# Fmt? Fm3?



## eriver90 (Jun 28, 2009)

Do you need birth certificate for FMT? or just passport and ID? Also will I need a birth certificate to apply for FM3 later on. Thanks...AW


----------



## sparks (Jun 17, 2007)

Don't need your birth certificate for either. But will need proof of various things for the FM3, like income


----------



## GnJ.in.MX (Mar 26, 2009)

*FM3 Requirements*



eriver90 said:


> Do you need birth certificate for FMT? or just passport and ID? Also will I need a birth certificate to apply for FM3 later on. Thanks...AW


Here's what the Mexican consulate in Vancouver, BC told me they needed to obtain an FM3 Visa.

It takes 5 business days to obtain an FM3
They will need your passport, which they keep for those 5 days
2 colour pictures (no eyeglasses), 3.5cm X 4.5cm
3 months of bank statements showing that you receive $1000 USD every month


----------



## HolyMole (Jan 3, 2009)

*Mexican consulate in Vancouver BC*



GnJ.in.MX said:


> Here's what the Mexican consulate in Vancouver, BC told me they needed to obtain an FM3 Visa.
> 
> It takes 5 business days to obtain an FM3
> They will need your passport, which they keep for those 5 days
> ...


The Vancouver consulate advised me they required a letter from the police, a letter from our doctor, our marriage certificate....plus all the things you've noted. They also told me that the whole process would take maximum 3 days. (This was a factor for us, since we live in the Okanagan, 300 miles away.) And in addition to all that, they impose a consular fee of maybe $150 for each FM3 application.

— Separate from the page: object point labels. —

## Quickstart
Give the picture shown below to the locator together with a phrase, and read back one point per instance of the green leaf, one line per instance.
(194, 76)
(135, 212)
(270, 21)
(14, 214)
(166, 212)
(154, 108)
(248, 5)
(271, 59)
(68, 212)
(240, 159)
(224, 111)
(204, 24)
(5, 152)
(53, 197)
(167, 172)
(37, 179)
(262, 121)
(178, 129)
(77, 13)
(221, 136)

I found they were not very helpful at all. They never once answered any of the 4 or 5 e-mails I sent them. Based on all the info I had found that said one MUST apply for their FM3 outside Mexico, I was pretty discouraged....until I learned that it was faster, cheaper and much less of a hassle to apply for your FM3 from the Mexican Immigration office in the town where you expect to reside. No police letter, no doctor's letter....


----------



## RVGRINGO (May 16, 2007)

No two consulates will have the same requirements and they often give misleading information. It is a well known fact that it is easier to get an FM3 in Mexico from INM, rather than from a consulate acting as an agent for INM and charging extra fees.
I have never seen information that said an FM3 must be obtained outside of Mexico, unless you mean that it is required only if you must use a 'menaje de casa' to ship household goods. In that case, you would need your FM3 before you ship the goods; plus, there are time limits to ship and then to register your address and FM3 after crossing the border and arriving at your destination.
It seems you may have confused the separate circumstances.


----------



## Southbound (Sep 28, 2009)

*"Passport and I.D."? Clarification Please?*



rebelde said:


> No, you do not need your birth certificate for the FMT, however you do need your passport and ID. The information already given on here is good; the only time you really need your birth certificate is when you are about to get married to a mexican citizen.


Please expand on what I.D. would be required in addition to one's passport? Other posts have stated that a birth certificate is rarely needed.

Is not one of the purposes of a valid passport to establish identification? 

Further identification would seem redundant unless one establishing proof of income, etc.


----------



## maesonna (Jun 10, 2008)

It's not clear that you don't need your birth certificate. I was told to include it (with a translation into Spanish) by the lawyer helping me apply for my FM2 but I don't know whether it was required by immigration. 

Note that if you are a Canadian citizen by birth and you are renewing your Canadian passport from abroad, you _will_ need your birth certificate for the passport renewal.

So all in all, it is good to have it in case you need it.


----------



## cookjmex (Aug 12, 2009)

No birth certificate needed for either an FMT or FM3. Not sure about an FM2. However, if you plan to apply for coverage under Mexico's national health plan (IMSS) you definitely will need an original copy (with raised seal) of your birth certificate among a host of other documents. The best idea, if you are moving to Mexico, is to bring every document that might possibly be necessary or useful. Whatever you DON'T bring will always be asked for.


----------